Part of our slogan for Baskets and Beads is “Empowering Women” I’ve been speaking and teaching on women’s empowerment since I became a speaker in 2006. I am a victor over domestic violence, military sexual assault and harassment. In addition to that I survived 2 alcoholic parents, was a high school dropout and my mother died of alcoholism when I was 12. To say I had no power is an understatement and the fact that I rose up out of that through being empowered by other people is not a bad thing. I had many mentors and leaders who have helped me build my confidence and empowered me to be a better version of who I am.
Did any of these people saying we need to stop using these terms actually ask the people that are being served if they are being exploited or if being empowered is looked upon as bad? My ladies in Kenya are happy to be empowered because they didn’t have the opportunity to become stronger or more confident or the ability to control their lives and claim their rights. They are discriminated against in their area because they are from the Turkana tribe and they are looked down upon, denied work, opportunity or the ability to get ahead because of the tribe they are from. Listen to our Kenya Team Director Leila and I discuss this on a recent Swahili Sunday broadcast.
As Leila said, The ladies we are working with are now looked up to in their community as leaders in the community. Five women couldn't sit in a room together before because they didn't trust each other and were all against each other working in competition and conflict with each other. Now over 30 women work in cooperation with the lift as they climb philosophy. We are changing generations, not just the women themselves, but their children too through empowerment.

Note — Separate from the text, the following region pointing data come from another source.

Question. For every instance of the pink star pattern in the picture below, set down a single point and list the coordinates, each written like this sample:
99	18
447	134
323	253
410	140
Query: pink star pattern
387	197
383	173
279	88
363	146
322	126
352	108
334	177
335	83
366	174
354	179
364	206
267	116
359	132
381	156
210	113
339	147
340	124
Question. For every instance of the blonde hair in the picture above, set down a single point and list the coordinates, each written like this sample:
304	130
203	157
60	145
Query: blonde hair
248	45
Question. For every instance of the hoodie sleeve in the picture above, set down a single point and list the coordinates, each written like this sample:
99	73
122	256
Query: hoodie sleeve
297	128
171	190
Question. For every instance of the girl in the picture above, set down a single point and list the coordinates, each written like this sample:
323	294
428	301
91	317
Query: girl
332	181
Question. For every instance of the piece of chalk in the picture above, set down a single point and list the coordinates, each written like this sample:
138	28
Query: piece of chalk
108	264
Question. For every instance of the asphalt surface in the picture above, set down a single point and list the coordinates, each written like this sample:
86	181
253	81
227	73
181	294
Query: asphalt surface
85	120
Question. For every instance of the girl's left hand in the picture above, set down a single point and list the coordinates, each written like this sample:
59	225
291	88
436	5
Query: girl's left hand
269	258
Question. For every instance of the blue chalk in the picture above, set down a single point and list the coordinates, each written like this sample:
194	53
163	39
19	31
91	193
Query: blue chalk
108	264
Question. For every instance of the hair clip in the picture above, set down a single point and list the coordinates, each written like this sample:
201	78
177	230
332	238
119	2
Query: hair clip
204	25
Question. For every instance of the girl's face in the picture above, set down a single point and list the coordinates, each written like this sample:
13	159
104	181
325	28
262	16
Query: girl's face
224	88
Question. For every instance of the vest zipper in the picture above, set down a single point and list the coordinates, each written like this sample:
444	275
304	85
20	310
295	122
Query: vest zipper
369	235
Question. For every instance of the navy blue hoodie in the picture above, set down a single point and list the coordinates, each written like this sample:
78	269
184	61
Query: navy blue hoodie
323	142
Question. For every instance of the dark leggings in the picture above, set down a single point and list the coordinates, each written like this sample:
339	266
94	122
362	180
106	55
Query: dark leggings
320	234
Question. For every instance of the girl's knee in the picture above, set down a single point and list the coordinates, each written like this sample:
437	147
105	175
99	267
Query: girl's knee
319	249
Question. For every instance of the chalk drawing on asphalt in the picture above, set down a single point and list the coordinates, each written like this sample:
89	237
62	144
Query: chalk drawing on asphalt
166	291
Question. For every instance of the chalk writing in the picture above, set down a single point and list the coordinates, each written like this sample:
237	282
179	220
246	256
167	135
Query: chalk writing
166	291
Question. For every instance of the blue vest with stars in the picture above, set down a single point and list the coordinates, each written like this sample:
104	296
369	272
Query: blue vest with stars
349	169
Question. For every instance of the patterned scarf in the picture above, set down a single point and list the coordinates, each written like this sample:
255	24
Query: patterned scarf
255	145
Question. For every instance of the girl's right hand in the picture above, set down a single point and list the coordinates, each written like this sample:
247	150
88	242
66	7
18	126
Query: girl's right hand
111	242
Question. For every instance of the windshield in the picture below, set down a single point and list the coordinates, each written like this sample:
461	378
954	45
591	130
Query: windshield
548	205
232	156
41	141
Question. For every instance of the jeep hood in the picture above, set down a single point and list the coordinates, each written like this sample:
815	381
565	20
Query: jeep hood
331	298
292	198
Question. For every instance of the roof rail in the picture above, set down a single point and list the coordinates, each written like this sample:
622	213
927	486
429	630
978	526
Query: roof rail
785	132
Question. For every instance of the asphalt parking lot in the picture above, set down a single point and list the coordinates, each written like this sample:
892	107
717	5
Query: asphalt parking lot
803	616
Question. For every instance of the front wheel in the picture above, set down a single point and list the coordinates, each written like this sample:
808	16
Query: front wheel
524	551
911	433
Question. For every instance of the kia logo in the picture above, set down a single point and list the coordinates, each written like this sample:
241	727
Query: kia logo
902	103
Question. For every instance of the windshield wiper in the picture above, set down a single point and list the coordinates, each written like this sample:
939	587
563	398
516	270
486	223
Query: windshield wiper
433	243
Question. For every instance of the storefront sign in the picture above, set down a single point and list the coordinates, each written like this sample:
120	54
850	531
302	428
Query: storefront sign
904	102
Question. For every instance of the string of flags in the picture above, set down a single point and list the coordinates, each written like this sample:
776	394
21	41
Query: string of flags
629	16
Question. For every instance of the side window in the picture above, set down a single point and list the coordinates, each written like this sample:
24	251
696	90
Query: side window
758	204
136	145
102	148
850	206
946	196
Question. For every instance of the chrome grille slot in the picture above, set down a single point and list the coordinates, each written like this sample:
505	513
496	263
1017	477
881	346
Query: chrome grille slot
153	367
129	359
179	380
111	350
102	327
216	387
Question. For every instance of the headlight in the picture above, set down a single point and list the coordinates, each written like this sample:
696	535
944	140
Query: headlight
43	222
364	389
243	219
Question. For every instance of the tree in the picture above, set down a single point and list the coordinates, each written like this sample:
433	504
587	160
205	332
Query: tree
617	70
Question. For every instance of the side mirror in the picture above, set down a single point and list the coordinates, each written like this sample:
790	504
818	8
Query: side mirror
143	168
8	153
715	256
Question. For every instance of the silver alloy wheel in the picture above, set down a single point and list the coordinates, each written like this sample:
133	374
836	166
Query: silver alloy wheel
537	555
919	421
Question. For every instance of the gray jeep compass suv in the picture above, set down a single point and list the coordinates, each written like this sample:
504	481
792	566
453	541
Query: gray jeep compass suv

So we should stop this just because someone has decided it's wrong? I think not.
We need to be very careful that we don’t create an industry of shaming people for the help they are providing. While there are plenty of bad organizations out there and I’ve highlighted some in this series in past posts, most of the Fair Trade organizations and people I’ve met in Fair Trade are doing this out of a calling and genuine desire to help.
When people push this idea that we have to be reprogrammed because we are supposedly doing it all wrong, I have to ask, have they been to a country working with a group and seen first hand how positive empowerment is within a slum when you are partnering with them and teaching them skills that will help them have the ability to save their children from a lifetime of no education and no skills, abilities or opportunities?
It seems we should spend more time on serving the people instead of picking apart the people doing the service because they aren’t using what one group has decided is the wrong terminology, pictures or processes.
Our focus should be on transformation not terminology, cooperation not condemnation and empowerment instead of erasing all the good work that is being done to help people all over the world. If we lift as we climb, all can and will be successful. There’s enough room at the top for everyone. There’s no use in shaming someone to knock them off the rung. Blowing out someone else’s candle isn’t going to make yours burn brighter.
At Baskets and Beads we are Empowering Women and Saving Children by Building Self Sustaining Families through Entrepreneurship, One Woman at a Time.